The local government agency did not disclose the criteria used for the selection of FPR, nor did it take into account citizen participation on this matter. There was no competitive bidding process to administer the $37.5 million in federal funds awarded to FPR under the Community Development Block Grant – Disaster Recovery Program (CDBG-DR) to develop the Whole Community Resiliency Planning Program, confirmed Annie Mayol, president and CEO of Foundation for Puerto Rico.
More than $6 million would cover operational expenses, personnel hiring, consulting, the creation of a webpage and technological tools for managing information and statistics, the contract shows. Housing recently submitted and amendment to the FPR contract to increase its amount to $55 million. FPR’s net assets for 2017 amounted to roughly $8.8 million, according to the organization’s annual report filed with the local State Department.
The Planning Program seeks to create resiliency plans for communities to better prepare these in case of future natural disasters. As done by 30 other nongovernmental organizations, Foundation for Puerto Rico submitted a written testimony when the local Housing Department began to work on the action plan for this program. A few months later, Housing reached out to FPR to bring it on board the program, Mayol said during an interview with the Center for Investigative Journalism.
Foundation for Puerto Rico was founded in 2011 by Jon Borschow, a political donor of Puerto Rico’s main parties, the New Progressive Party and the Popular Democratic Party. In 2017, Gov. Ricardo Rosselló tapped Borschow to chair Discover Puerto Rico, the island’s newly created destination marketing organization (DMO). The latter stands to receive $25 million in CDBG-DR funds.
According to its website, FPR promotes economic and social development opportunities in Puerto Rico. It focuses on the “visitors’ economy” and transforming the island into a global destination. The organization, however, does not specialize in community planning issues.

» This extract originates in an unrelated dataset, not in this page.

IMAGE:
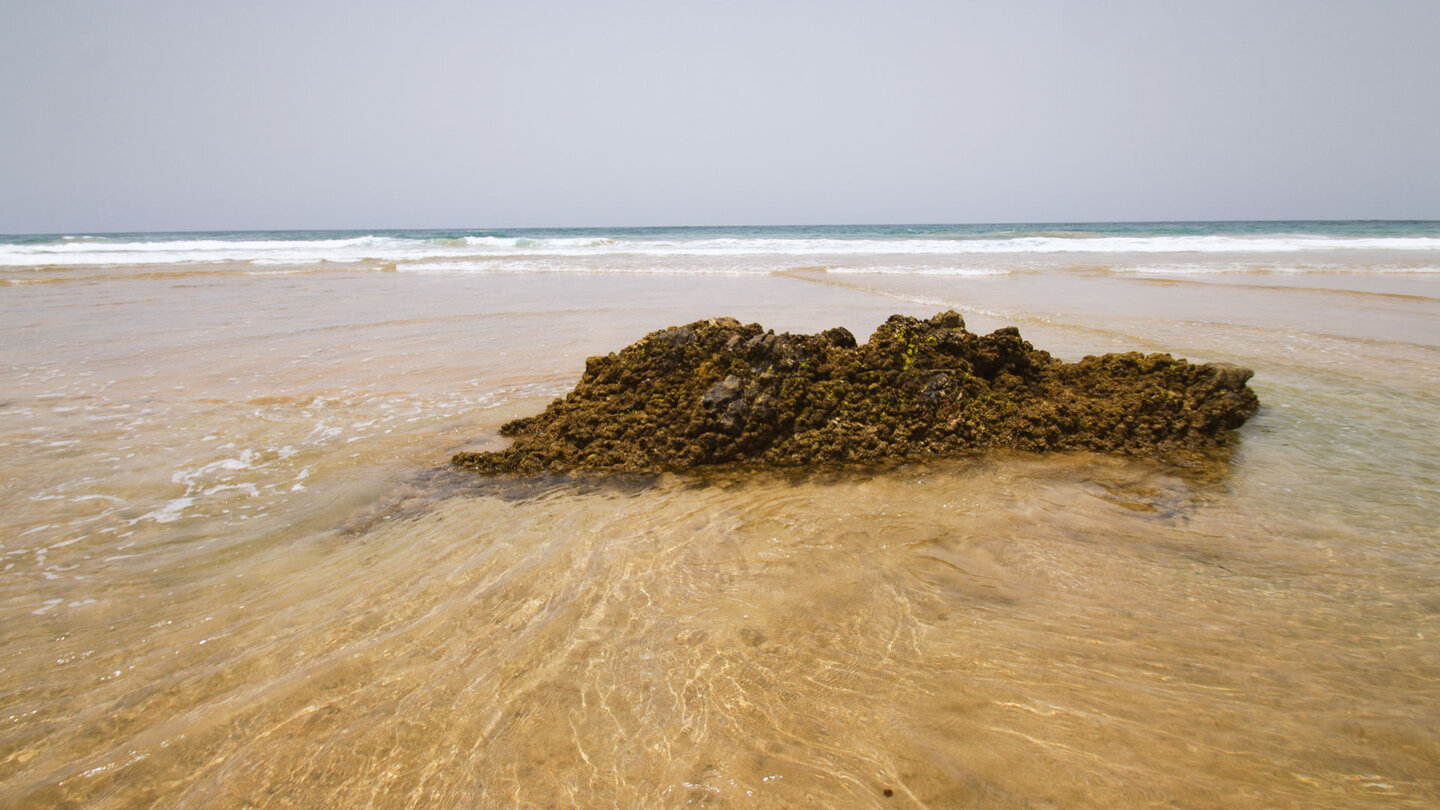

“When we were approached [by Housing], we made sure it was a collaborative process, where there would be other organizations with us in the program,” Mayol said. She stressed that Foundation for Puerto Rico has experience in finance, but acknowledged that the organization will need to retain outside technical and specialized personnel—such as planners—to help in the project.
For his part, Housing Secretary Fernando Gil Enseñat said that the government chose FPR because it “always proposed solutions, more than other foundations that were not looking at this globally” during the public hearing process to come up with an action plan for the program. “We also saw [FPR’s] trajectory, that it quickly executed programs [after María],” he added without providing further details.